In the process they do very tangible things to support habitat and wildlife as well as, importantly, helping reduce the risk of flooding.

One quiet hero is Dan Turner of Yorkshire Dales River Trust, a charitable group whose watchword is working to enhance and protect the rivers of the Yorkshire Dales for the benefit of everyone.

Volunteers helping Yorkshire Dales Rivers Trust.

Based in Grassington, this busy 26-year-old farmer’s son is a part of a team of just two full-time and one part-time staff members augmented by a hardy band of volunteers unafraid of getting their hands dirty.

If Dan’s not visiting a school showing pupils how rivers work and what they can do to improve them, he’s most likely to be out in the cold and mud hammering in willow spiles or replacing lost tree cover to stabilise riverbanks and prevent soil erosion.

Dan said: “Water has to come out somewhere. In heavy rainfall it flows downstream from headleads until it hits a pinch point at a town or village.

“Historically, rivers have often been deliberately straightened. But that affects their natural behaviour. Rivers need friction and roughness in them. It’s also good for the habitat and wildlife.

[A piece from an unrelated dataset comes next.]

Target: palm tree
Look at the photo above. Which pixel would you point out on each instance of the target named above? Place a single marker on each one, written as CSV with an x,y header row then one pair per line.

Volunteers helping Yorkshire Dales Rivers Trust.

"The most important thing is to slow the flow of water down in the headlands and increase the natural amount of wetlands so rainfall doesn’t go downstream.

The Yorkshire Dales River Trust’s brief is an ambitious one.

It covers all the main rivers in our region - from the Swale in the north near Richmond, the Wharfe to the west near Grassington, the Ure near Ripon, the Nidd near Pateley Bridge and Harrogate all the way down to the Ouse in the south.

‘Sustainable river systems’ may not sound sexy but, in terms of flood defences, it’s an idea whose time may have come.

Earlier this week, Baroness McIntosh, vice president of the Association of Drainage Authorities, proclaimed that schemes to slow the flow of rivers like the one which saved Pickering from serious flooding could be more cost-effective than major infrastructure projects.

It’s something the Yorkshire Dales River Trust has been pushing for since it was first launched in 1994.

Dan said: “It’s been a terrible winter, a very hard one for communities across the region .

“Creating sustainable river systems has so many more benefits than putting up concrete walls to protect houses. which have a cost implication. There might come a point where the walls will not be high enough, anyway.

“A long-term approach is going to have a long-term benefits.”

Dan said it would be wrong to think of the YDRT and its small band of volunteers as a lone army in this battle of the environment.

In fact, it’s just the opposite.

Funded mainly by a combination of public donations and grants from the Environment Agency in response to the EU Water Framework Directive Objective, the YDRT’s aims require it to work in the same field, sometimes literally, as groups such as The Woodland Trust, Wildlife Trust, Natural England, the NFU and the AONB.

Originally from Eden Valley near Penrith in Cumbria, he studied environmental science at Leeds University, having done voluntary work as a teenager with the Eden Rivers Trust.

But his biggest inspiration, he says, was his father who runs a mixed farm of milk, sheep and arable growing wheat and barley.

“I used to work with my dad on the farm. He was always keen to improve the river. Farmers get a lot of blame for being destructive to nature but, in general, they’re not actually like that at all. It’s in their own interests to look after the environment.

“My ethos is that rather than farmers and landowners being an issue, they’re the solution to the problem.”.

Rather than cutting communities off from rivers, the Trust works hard at making them open to everyone to enjoy.

Anglers on the Ure near Ripon have been delighted in recent years to see the stocks of salmon and trout rise.

When he’s not at work with the Trust, Dan, who lives in The Yorkshire Dales National Park with his partner Sarah, doesn’t exactly take it easy in his spare-time. He’s a dedicated and talented rock climber and ‘boulderer’ who has even travelled to the USA in search of new challenges.

Some challenges are not surmountable, however.

The Trust may be convinced that a long-term sustainable approach to managing our rivers is a win-win situation all round but not all flooding is preventable.

Dan said: “The rainfall we have experienced this winter is unprecedented. Even small amounts of rainfall have been triggering another flood because the land has already been so saturated.

“With climate change, it’s not a problem which is going to go away any time soon. I really think that all of us collectively doing little things will make a big difference in the end.”